There is no sensationalism in Death for Food. We all want to harvest/kill our own dinner. But not for any Ted Nugent-esque reason. We’re not looking to beat our chest atop Mount Food Chain.
Every participant has their own motives. Fritsch wrote eloquently about his own in this blog post. For me, Death For Food is a startlingly real way to reconnect my own humanity and emotions to the food system. It’s about taking the blinders off, looking my dinner in the eye, and fostering a deep level of respect for what has to happen so that I can eat meat.
As for the “Death for Food Valle De Guadalupe Harvest + Feast” on July 13, it will be a pretty wonderful one. Not all grisly heartache. A tour bus will meet attendees on the U.S. side of the border. There will be mezcal service on the bus. We will be greeted at Finca Altozano for a wine tasting of Valle de Guadalupe wines from Mogor Badan. We will al have the option of harvesting our own quail for dinner. Chef Plascencia will cook a six-course meal under an oak tree on his property. An art installation of small, ethical animal farm harvesting (featuring Fritsch’s photos) will be on display. Monkey Paw Brewing has created a special beer for the event, which will be paired with each course. I will read a piece about the time I watched a fish die on my plate as I ate it. Others will talk. People will eat, laugh, discuss.
I have no idea if I’ll be in the mood for revelry after killing a small, pretty bird. But that’s the question mark and power behind Death for Food. Like life, it’s not entirely comfortable. Like a life well-lived, it’s about immersing ourselves deeply and examining the benefits and repercussions of our actions.
Ideally, we’d like Death for Food to attract the most progressive food minds for a rare experience—something that has the potential to alter us for the better on a deep, molecular level.

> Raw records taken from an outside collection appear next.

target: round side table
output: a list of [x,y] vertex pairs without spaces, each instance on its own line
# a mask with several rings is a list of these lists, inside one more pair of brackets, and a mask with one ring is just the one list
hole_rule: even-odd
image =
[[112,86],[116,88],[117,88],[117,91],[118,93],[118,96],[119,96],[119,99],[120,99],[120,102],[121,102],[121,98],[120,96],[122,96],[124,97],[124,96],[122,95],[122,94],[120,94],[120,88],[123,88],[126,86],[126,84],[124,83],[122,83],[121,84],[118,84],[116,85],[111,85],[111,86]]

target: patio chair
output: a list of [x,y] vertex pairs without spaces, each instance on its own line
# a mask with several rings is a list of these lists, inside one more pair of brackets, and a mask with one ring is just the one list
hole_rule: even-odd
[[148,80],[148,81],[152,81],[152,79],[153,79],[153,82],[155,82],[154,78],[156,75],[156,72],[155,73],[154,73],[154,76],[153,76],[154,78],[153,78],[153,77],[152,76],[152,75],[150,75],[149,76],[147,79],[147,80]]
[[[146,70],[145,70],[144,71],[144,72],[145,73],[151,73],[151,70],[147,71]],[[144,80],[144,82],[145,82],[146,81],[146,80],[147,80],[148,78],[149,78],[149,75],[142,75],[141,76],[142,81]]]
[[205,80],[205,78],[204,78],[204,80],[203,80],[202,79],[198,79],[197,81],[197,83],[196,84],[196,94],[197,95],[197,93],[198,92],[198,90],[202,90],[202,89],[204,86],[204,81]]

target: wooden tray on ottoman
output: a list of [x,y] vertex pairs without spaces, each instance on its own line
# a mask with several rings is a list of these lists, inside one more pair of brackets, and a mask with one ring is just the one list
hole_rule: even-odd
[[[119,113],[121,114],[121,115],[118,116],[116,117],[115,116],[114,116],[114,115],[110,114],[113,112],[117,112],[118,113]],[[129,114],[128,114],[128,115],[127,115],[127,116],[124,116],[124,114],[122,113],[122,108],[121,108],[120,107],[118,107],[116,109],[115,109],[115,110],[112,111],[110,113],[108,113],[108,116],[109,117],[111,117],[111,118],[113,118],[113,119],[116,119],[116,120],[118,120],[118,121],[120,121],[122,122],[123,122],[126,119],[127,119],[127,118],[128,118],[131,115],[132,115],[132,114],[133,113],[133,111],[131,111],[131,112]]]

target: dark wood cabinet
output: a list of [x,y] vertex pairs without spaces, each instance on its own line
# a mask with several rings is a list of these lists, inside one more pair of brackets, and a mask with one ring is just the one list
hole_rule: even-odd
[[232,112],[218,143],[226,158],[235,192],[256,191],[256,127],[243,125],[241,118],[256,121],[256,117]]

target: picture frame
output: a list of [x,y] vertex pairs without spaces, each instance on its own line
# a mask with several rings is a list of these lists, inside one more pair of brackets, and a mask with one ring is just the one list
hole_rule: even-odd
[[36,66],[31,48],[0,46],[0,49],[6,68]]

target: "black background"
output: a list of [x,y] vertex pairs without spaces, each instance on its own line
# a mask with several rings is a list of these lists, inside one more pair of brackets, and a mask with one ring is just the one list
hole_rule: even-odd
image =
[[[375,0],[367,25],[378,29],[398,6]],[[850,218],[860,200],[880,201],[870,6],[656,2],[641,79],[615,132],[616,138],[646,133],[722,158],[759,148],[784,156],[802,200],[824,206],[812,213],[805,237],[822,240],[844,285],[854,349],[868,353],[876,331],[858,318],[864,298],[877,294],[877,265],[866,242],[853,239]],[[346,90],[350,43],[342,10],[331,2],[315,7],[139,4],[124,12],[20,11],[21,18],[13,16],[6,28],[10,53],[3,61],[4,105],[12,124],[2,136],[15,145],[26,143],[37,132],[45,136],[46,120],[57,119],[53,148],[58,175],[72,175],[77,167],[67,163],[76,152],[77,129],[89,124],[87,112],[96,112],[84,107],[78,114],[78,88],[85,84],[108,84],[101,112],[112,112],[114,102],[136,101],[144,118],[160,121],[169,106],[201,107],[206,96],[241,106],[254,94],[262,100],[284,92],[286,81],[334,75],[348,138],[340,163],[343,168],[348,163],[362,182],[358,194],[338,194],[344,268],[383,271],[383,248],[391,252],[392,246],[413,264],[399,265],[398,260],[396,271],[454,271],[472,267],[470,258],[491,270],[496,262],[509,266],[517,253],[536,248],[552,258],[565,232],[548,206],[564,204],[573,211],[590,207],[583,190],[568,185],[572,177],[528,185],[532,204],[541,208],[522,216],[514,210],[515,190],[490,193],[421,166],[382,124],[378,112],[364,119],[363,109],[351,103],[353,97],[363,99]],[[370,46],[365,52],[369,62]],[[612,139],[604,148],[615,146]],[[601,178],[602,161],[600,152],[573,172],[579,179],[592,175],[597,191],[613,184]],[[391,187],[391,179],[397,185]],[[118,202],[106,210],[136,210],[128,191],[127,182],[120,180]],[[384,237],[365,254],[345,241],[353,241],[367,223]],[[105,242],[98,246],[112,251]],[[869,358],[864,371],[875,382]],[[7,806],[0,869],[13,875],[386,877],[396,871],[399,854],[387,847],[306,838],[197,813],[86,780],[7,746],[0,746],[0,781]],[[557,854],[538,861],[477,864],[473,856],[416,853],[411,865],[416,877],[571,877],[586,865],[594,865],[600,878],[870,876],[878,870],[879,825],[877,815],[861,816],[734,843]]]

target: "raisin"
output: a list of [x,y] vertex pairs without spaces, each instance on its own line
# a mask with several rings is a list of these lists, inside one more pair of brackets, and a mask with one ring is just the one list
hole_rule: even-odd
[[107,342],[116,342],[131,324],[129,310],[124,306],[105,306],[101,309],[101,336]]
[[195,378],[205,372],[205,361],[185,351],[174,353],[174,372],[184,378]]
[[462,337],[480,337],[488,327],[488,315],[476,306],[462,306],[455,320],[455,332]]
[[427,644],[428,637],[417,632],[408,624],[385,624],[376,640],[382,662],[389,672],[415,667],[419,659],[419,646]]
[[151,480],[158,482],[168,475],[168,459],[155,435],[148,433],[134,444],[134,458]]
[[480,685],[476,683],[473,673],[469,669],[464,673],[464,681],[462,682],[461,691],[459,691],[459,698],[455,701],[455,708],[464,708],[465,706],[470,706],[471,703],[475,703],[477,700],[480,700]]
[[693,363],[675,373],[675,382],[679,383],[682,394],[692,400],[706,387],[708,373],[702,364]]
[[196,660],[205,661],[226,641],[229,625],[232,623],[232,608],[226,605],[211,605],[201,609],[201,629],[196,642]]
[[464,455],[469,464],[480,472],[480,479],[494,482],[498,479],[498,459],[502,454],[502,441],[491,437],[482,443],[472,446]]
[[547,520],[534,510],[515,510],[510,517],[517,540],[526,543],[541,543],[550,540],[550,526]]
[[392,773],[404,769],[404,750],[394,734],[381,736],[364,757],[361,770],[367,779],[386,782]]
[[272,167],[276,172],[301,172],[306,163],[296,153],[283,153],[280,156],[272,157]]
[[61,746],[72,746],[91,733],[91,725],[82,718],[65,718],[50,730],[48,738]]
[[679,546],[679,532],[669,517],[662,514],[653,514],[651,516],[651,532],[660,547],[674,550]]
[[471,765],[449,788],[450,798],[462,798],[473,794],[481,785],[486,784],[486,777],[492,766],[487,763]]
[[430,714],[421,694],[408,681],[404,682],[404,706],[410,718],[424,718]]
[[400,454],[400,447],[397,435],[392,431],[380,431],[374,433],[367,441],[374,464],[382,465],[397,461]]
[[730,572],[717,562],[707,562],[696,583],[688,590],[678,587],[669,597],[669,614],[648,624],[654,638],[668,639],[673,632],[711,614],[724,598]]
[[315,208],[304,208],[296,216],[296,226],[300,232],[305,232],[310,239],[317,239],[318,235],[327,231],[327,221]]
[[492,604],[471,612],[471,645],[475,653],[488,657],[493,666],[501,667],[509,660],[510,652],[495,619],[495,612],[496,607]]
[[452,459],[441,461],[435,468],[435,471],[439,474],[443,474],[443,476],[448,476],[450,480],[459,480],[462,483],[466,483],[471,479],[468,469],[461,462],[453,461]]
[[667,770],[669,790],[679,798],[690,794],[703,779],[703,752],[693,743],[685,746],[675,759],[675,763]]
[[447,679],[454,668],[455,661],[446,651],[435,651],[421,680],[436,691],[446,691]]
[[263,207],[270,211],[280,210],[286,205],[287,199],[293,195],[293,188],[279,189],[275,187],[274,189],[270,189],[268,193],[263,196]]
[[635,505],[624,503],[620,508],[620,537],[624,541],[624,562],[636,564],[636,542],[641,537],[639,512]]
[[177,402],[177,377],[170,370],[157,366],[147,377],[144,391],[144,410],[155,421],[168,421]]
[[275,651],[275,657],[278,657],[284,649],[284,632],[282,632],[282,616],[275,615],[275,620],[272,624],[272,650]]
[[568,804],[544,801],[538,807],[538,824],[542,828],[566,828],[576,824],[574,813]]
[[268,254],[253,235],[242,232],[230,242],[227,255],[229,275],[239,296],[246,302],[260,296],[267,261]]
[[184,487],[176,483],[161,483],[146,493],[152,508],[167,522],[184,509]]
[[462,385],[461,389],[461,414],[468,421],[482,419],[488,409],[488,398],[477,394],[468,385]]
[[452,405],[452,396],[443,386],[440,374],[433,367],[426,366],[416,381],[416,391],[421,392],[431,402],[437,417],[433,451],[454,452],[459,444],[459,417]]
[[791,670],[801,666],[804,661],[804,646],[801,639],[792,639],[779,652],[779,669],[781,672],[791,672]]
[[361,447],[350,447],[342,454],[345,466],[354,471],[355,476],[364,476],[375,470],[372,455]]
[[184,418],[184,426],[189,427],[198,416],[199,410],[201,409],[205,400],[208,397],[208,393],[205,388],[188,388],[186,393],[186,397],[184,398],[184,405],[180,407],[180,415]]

There are only 60 seats, and 40 are already taken by some of the area’s most inspiring food/art/culture minds.
If you’d like to join us, buy tickets for the day and fill those last 20 seats. It’s not cheap. Transporting a herd of food people to a different country, orchestrating a quail harvest, and producing an all-day feast under an oak tree is not an inexpensive enterprise.
I can’t promise I won’t cry that day. But I can promise it will be full of very creative, progressive people trying to do something very, very good.